1. Lucia macht die längste Nacht; die längste Tageszeit hat Junius um Sanct-Veit, September und Martius halb verbracht, die machen uns gleich lang den Tag und die Nacht. – Orakel, 954.
2. Luzen (23./25. Dec.) macht den Tag stutzen. – Blum, 299; Oec. rur., 110; Orakel, 963; Simrock, 6706; Petri, II, 516; Boebel, 55.
Das Fest der heiligen Lucia (13. Dec.), welches nach dem alten Kalender auf den 25. des jetzigen fällt, wird im Volksmunde noch immer zur Bezeichnung des kürzesten Tags gebraucht. Der Tag, welcher bis dahin gleichsam bergunter lief, stutzte sozusagen und fing an den Weg zurückzunehmen.
Engl.: Lucy light, the shortest day and the longest night. (Bohn II, 38; Orakel, 957.)
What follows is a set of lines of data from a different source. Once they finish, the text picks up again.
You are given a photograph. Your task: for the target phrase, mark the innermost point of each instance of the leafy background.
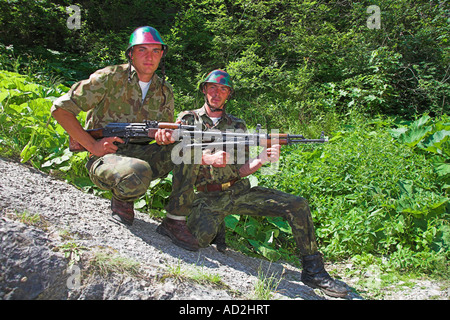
(378, 190)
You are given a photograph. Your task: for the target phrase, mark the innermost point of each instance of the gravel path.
(166, 271)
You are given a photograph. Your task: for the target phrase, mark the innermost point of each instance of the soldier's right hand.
(106, 146)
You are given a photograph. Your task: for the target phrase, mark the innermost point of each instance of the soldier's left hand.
(164, 137)
(271, 154)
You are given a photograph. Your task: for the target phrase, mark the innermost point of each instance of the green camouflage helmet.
(220, 77)
(145, 35)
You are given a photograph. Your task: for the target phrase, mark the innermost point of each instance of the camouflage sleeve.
(84, 95)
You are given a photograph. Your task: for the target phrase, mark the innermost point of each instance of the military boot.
(122, 211)
(177, 230)
(315, 276)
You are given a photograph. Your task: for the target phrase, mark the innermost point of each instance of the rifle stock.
(75, 146)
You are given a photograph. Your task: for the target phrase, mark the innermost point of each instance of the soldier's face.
(146, 58)
(217, 94)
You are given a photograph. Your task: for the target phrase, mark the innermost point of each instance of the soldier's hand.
(106, 146)
(218, 159)
(271, 154)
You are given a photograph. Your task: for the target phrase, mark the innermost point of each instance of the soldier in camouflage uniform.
(221, 190)
(130, 92)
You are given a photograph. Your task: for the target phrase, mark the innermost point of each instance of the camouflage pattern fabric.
(128, 172)
(206, 210)
(108, 96)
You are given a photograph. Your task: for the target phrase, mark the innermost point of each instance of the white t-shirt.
(144, 88)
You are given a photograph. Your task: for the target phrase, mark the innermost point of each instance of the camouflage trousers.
(128, 172)
(210, 208)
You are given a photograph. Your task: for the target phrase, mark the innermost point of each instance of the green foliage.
(379, 187)
(373, 194)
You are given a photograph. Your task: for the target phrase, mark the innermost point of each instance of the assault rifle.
(195, 136)
(128, 131)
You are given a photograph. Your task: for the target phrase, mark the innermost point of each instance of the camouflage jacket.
(187, 176)
(107, 96)
(207, 173)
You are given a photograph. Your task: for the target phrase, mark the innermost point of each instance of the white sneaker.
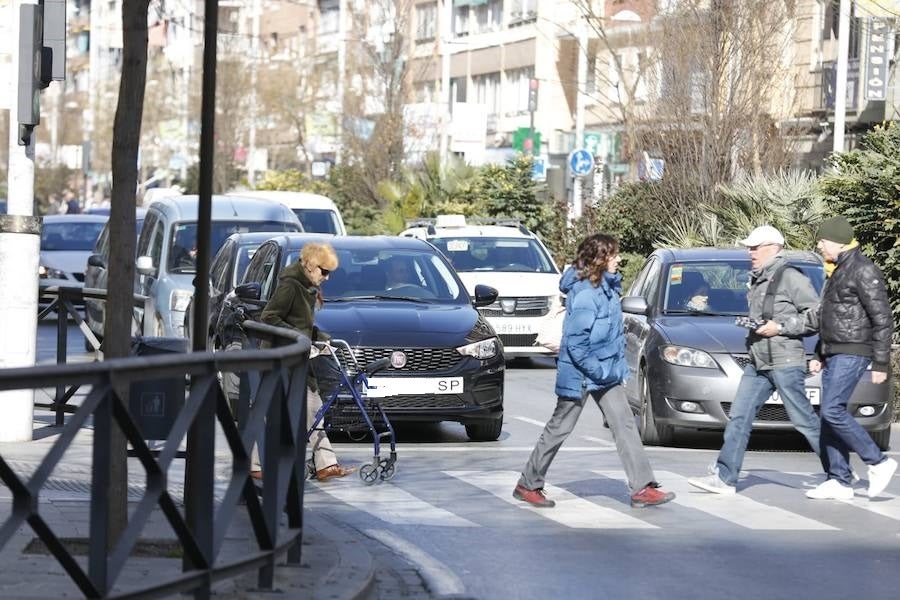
(880, 476)
(831, 489)
(712, 483)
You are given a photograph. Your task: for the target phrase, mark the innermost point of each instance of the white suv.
(506, 256)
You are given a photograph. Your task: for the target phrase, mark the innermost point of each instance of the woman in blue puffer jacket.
(592, 361)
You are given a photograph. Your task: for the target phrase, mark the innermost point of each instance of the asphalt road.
(449, 510)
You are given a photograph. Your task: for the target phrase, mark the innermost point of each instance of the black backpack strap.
(769, 300)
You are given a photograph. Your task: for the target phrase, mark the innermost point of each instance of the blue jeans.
(840, 432)
(753, 391)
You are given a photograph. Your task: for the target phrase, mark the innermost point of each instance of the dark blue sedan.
(396, 298)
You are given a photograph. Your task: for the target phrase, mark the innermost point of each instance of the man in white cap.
(780, 296)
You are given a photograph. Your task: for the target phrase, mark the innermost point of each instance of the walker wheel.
(368, 473)
(387, 471)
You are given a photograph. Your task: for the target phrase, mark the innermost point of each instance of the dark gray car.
(686, 355)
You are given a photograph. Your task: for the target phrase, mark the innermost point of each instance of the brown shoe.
(533, 497)
(333, 471)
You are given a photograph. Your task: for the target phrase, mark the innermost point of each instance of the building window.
(458, 89)
(329, 16)
(522, 12)
(515, 93)
(426, 19)
(426, 91)
(460, 20)
(487, 91)
(489, 16)
(832, 25)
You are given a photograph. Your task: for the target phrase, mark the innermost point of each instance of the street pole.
(840, 88)
(19, 250)
(254, 67)
(445, 21)
(342, 66)
(575, 212)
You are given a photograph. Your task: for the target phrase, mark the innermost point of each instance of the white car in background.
(508, 257)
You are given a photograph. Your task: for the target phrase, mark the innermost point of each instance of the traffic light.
(42, 54)
(31, 60)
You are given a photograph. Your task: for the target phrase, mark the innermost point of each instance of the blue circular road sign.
(581, 162)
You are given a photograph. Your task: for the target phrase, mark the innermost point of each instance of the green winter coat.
(293, 305)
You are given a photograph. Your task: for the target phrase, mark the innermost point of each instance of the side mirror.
(144, 265)
(484, 295)
(248, 291)
(635, 305)
(95, 260)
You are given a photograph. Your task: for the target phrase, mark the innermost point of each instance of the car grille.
(519, 339)
(743, 360)
(526, 306)
(768, 412)
(430, 360)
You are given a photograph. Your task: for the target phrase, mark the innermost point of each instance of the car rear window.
(71, 236)
(183, 249)
(518, 255)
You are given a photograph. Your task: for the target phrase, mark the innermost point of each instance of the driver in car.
(398, 274)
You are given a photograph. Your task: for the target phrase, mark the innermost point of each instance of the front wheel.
(882, 438)
(488, 431)
(651, 433)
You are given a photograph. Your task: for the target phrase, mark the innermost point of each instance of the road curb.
(353, 577)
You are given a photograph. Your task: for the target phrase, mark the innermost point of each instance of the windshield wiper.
(695, 311)
(377, 297)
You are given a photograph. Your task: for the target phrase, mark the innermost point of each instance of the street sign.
(532, 94)
(580, 162)
(539, 169)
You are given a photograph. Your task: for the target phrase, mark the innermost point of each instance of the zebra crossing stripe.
(737, 509)
(390, 503)
(570, 510)
(886, 505)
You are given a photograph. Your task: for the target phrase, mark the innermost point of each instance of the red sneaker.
(533, 497)
(650, 496)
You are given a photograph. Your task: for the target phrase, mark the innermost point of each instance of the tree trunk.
(120, 294)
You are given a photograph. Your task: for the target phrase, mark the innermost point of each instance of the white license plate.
(382, 387)
(511, 328)
(811, 393)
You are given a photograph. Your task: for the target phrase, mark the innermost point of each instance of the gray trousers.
(614, 404)
(323, 454)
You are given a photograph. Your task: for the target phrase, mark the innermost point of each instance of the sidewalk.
(337, 562)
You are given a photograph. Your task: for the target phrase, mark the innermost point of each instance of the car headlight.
(687, 357)
(481, 350)
(180, 299)
(50, 273)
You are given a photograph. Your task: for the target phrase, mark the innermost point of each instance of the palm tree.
(787, 200)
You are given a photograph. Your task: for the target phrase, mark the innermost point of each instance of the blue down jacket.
(592, 349)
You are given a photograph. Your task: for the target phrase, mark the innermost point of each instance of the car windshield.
(317, 220)
(244, 254)
(183, 251)
(70, 236)
(522, 255)
(391, 275)
(718, 287)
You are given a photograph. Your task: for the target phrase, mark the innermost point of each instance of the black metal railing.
(61, 300)
(278, 410)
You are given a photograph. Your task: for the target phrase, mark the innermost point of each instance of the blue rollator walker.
(348, 409)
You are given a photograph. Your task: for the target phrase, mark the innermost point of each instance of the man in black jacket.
(855, 331)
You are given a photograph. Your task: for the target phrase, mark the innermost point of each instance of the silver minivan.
(167, 249)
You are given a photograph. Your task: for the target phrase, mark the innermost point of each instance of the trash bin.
(155, 403)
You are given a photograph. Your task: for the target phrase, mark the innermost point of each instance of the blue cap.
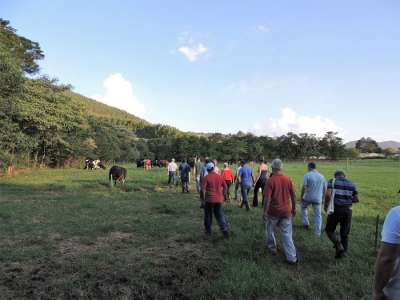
(209, 166)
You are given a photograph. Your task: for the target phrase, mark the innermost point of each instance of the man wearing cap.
(279, 208)
(184, 170)
(387, 269)
(246, 181)
(261, 180)
(344, 193)
(313, 193)
(227, 175)
(214, 188)
(172, 169)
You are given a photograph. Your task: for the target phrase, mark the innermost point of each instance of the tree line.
(42, 122)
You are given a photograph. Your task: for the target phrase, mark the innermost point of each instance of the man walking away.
(313, 193)
(203, 174)
(227, 175)
(172, 168)
(197, 169)
(237, 183)
(279, 208)
(262, 177)
(344, 193)
(184, 170)
(387, 269)
(214, 189)
(246, 181)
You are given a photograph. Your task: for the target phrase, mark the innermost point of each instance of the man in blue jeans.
(313, 193)
(246, 181)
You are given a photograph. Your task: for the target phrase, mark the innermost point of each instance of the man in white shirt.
(387, 269)
(172, 169)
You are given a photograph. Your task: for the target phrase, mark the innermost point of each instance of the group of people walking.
(279, 201)
(336, 196)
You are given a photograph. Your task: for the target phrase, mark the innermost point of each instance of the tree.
(368, 145)
(332, 146)
(25, 51)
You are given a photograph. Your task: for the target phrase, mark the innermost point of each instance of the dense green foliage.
(64, 234)
(368, 145)
(44, 122)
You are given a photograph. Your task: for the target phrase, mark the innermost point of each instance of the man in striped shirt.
(345, 194)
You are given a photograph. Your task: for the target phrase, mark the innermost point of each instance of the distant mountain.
(383, 145)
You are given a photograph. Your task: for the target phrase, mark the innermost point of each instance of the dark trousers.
(342, 216)
(172, 177)
(259, 184)
(228, 190)
(237, 184)
(185, 185)
(217, 209)
(245, 190)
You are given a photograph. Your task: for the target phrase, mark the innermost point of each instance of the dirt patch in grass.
(76, 246)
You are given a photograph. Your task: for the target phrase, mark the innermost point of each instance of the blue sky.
(221, 66)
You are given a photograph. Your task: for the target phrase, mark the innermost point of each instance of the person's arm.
(303, 190)
(384, 267)
(204, 188)
(293, 199)
(324, 192)
(355, 196)
(327, 198)
(224, 187)
(267, 196)
(258, 175)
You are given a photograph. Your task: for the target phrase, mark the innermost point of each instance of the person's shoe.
(273, 252)
(339, 250)
(293, 263)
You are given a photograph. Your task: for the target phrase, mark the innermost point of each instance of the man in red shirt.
(279, 208)
(227, 175)
(214, 188)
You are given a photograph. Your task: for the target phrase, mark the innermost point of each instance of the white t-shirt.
(172, 167)
(391, 235)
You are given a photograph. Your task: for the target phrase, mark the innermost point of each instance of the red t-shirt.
(227, 174)
(278, 190)
(214, 186)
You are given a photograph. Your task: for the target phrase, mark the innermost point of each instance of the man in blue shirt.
(313, 193)
(387, 269)
(246, 181)
(344, 193)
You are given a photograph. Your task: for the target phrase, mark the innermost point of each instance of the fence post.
(376, 232)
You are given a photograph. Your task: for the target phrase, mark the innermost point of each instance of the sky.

It.: Santa Lucia la notte più longa che sia. (Orakel, 955; Reinsberg VIII, 927.)
[246] 3. Sünter Lucigge gät (gehen) dai Dage to digge1. (Arnsberg.) – Firmenich, I, 351, 3.
1) Die Tage gedeihen, nehmen zu. – Auch andere Völker lassen von Sanct-Lucia an die Nacht ab- und die Tage bereits wieder zunehmen. Die Spanier sagen: Sanct-Lucia nimmt ab die Nacht und wächst der Tag. Die Czechen: Heilige Lucia trinkt die Nächte ab. Oder: Am Tag der heiligen Lucie trinkt sie schon die Nächte ab. Die Franzosen: An Sanct-Lucia wachsen die Tage um den Sprung eines Flohs. Nach Ansicht der Toscaner wächst der Tag von Sanct-Lucia bis Weihnacht um einen Hahnschritt. In der Picardie: An Sanct-Lucia wachsen die Tage um den Sprung eines Flohs, an Sanct-Thomas um den Schritt eines Pferdes. (Orakel, 456-460.) In Venetien: Von Sanct- Lucia bis Weihnachten wächst der Tag um einen Hahnenfuss, von Weihnacht bis Epiphania um ein Stündchen. In Portugal glaubt man: Von Sanct-Lucia bis Weihnachten wächst der Tag um eine Spanne. (Orakel, 962.) Auf Sardinien: um den Schritt eines Küchleins. (Orakel, 961.) Auf Sicilien heisst es: Von Sanct-Lucia bis Weihnacht um einen Hundeschritt; von Weihnacht bis Neujahr um einen Menschenschritt. (Reinsberg VIII, 97 u. 199.) In Venedig verlängert sich der Tag von Sanct-Lucia bis Weihnacht um einen Hahnenfuss, von Weihnacht bis Epiphanias um ein Brevierchen. Der Tag wird aber auch an verschiedenen Orten zur Bestimmung der Witterung benutzt. In Sardinien bestimmt man nach der Witterung des Lucientags die des Christtags; man sagt: Lucia hell, Weihnacht dunkel (mit Schnee); Lucia mit Schnee, Weihnacht klar. In Oberitalien hält man den Tag für empfindlich kalt. In Mailand heisst es in dieser Beziehung: An Sanct-Lucia beisst die Kälte. (Orakel, 963-966.) In Venetien: An Sanct-Lucia martert die Kälte.
4. Wenn Luciä die Gans geht im Dreck, so geht sie am Christtag auf Eis. – Boebel, 55.
5. An Sanct Lucia ist der Abend dem Morgen nah.
Die Tage sind da am kürzesten, der Abend grenzt an den Morgen.
Dän.: Dagen er kan to stumpede ender; er som stumpede lys, der har kan øjne og ender.
6. Kommt die heilige Lucia, findet sie schon Kälte da.
It.: La Santa Lucia il freddo crucia. (Giani, 927.)
7. Von Sanct Lucia bis zur heiligen Nacht, der Tag sich um einen Hahnenschritt grösser macht.
It.: Da Santa Lucia a natal s' allunga (la giornata) d' un piè di gal (gallo). (Giani, 928.)